Deutsche Bank, Schroder Salomon Smith Barney and UBS Warburg are pitching swaption trades that take advantage of the high levels of volatility across the swaps curve in Europe and the U.S. Deutsche Bank is recommending selling euro and U.S. swaptions, in which the investor pays fixed and receives floating. This is because the forward curve is predicting higher rates, while Deutsche Bank predicts rates will remain low, according to George Cooper, global fixed income strategist in London. Specifically, the firm is recommending selling a one-year option to enter five-year swaps or five-year options to enter five-year swaps in both the euro and U.S.

Rory Byrne, European fixed income strategist at Schroder Salomon Smith Barney in London, explained that the firm is looking at the short-end of the swaps curve, but is not directional. The trade involves selling a six-month straddle on a one-year swap. The investor sells an out-of the-money swaption, paying fixed and receiving floating, and at the same time, sells an in-the-money swaption, receiving fixed and paying floating. Implied volatility is trading at 3.6% currently, and the strike on the trade is 4%. Investors receive 0.5% of the notional value for this trade.
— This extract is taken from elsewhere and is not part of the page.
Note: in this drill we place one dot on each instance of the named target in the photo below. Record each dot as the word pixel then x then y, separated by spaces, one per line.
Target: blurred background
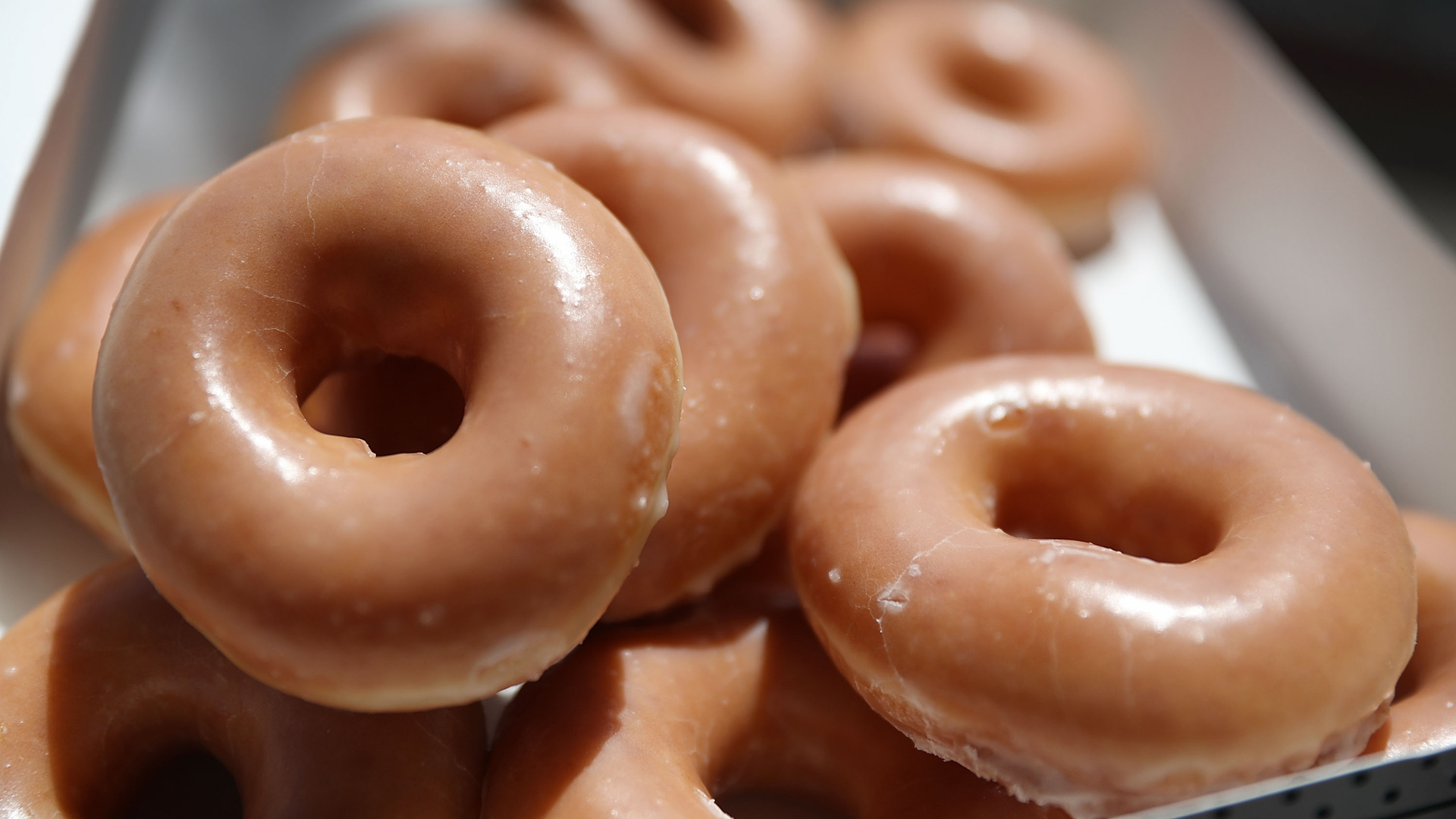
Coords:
pixel 1388 69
UBS Warburg, however, is pitching a trade that is long volatility, in which the investor buys a one-year option on a two-year swap, receiving fixed and paying floating. This is because volatility is becoming increasingly linked to the level of rates, said Meyrick Chapman, derivatives strategist in London, explaining that as rates have fallen, implied vol has risen because investors look to get out of the equity markets and purchase swaptions. He expects implied vol will rise further as there could be more rate cuts from the European Central Bank as growth in Europe remains subdued.